Bee safe, and monitor your wax temperatures!


----------



## beekeeper_sd (Oct 30, 2008)

1. NEVER, EVER melt beeswax in a microwave!!!!!

2. The best way to render your own wax is to place the dirty wax in a pan of water, heat until the wax is melted, then skim the wax off the top of the pan. When we first started my husband actually took a 1 gallon olive oil can and soldered a spout just an inch or so below the top and then the wax would pour out the spout when it melted and all the slum gum stays in the water. Then you can reheat the wax using a double boiler method and strain through a nylon. 

3. You are pouring way too hot. I pour about 170 degrees. It's also very important to pour in a warm room. I never pour in my shop unless it's at least 75. 

So, are you making container candles? I've not had any luck making containers out of beeswax because it just burns way too hot. 

I also never repour. If you are using silicone molds and your temps are right, you should not have to repour. Oh, and no drafts when you're pouring.


----------



## Bee Bliss (Jun 9, 2010)

I totally agree with you beekeeper sd and should have made a stronger statement about not using a microwave. 

I did not mean to make it seem like it was an option. It is not an option. Don't do it! 
I also feel that wax should not be melted in the oven! I recently saw a video on You Tube where the guy (from Georgia I think) was melting his wax in a microwave and all I could do was shake my head. Bad, bad, bad! Unfortunately he is probably not the only one that does it. 

In addition: Do not heat wax near an open flame. Do not leave melting wax unattended. Double boiler method is safer, but no open flame!!


----------



## Stacey (Mar 23, 2011)

I guess I've never rendered wax in the microwave. Never really thought about trying it there. Apparently it's a good thing that I didn't. Just for the sake of my curiousity...what happens when renderng beeswax in a micrpwave? Does it overheat and catch fire?

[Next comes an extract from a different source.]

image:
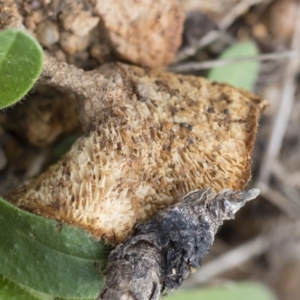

I guess I ask because I have melted some very small amounts of already rendered beeswax in the mircowave when making soaps and lip balms. We're talking tiny amounts (1 oz or so) and it's usually mixed with other oils. Am I playing with a ticking timebomb?

I knew about the cautions around melting wax near an open flame. I used to do all my melting outside on a one burner/electric hot plate. I learned about melting in the oven from a lady who a part of the honey and honey bee exhibit at the MN State Fair. I trusted her advice as being part of the state's assoc. as the good word. Could be she was wrong. 

I think I would be more wary if I were using a gas stove but mine is electric. No flame to worry about. 

I actually feel more comfortable using the oven then using the electric hot plate outside. I used to do it that way until it tipped by accident. I had it sitting on a 12 x12 concrete patio block but somehow...someway, over it went. What a mess. I don't think the grass around the area was ever the same. I was the only one around it and didn't get hurt, but it did scare me a little. 

At least in the oven, the temp is more easily controlled and the surface is stable. I don't leave it unattended. I usually use a timer to check it every 15 minutes or so. Once I see everything has melted, I open the oven to remove the nylon stocking and close her back up again. And shut it off. That way it cools slowly and in a confined space. 

But I came to the Beesource to learn. So learning I am. Just because something has luckily worked for me in the past, doesn't mean it's right. I appreciate the words of caution. Truly. It's given me more to think about. Thank you.


----------



## Stacey (Mar 23, 2011)

Beekeeper sd: I'm not making container candles out of the beeswax, I'm making containers out of container wax. I got a bunch of candle wax from a Craigslist ad. Most if it was container wax and scuplting wax. 

The beeswax has been saved for pure beeswax molds and pillars. =o) 

I do a lot of CP soaping and other B&B products so of course candle-making goes hand in hand with that little venture! Way too many good fragrance oils out there to just use in soaps! So that's where some of my candle making experience comes from.


----------



## honeyshack (Jan 6, 2008)

Rendering beeswax is easy to do.

Depending on the amount of wax you render, you might want to invest in a cappings melter from Maxant. It is what i use and I did 600 pounds last year.

I uploaded a vid to you tube, its a two parter

http://www.youtube.com/watch?v=80MSXRu9O0o


----------



## beekeeper_sd (Oct 30, 2008)

Just heard the word container and thought EEEEEKKKKKK!!!  

I wouldn't melt any amount of beeswax in the micro. Have never done it, but, knowing how flammable it is, wouldn't even consider it. 

Good luck! I love beeswax candles!


----------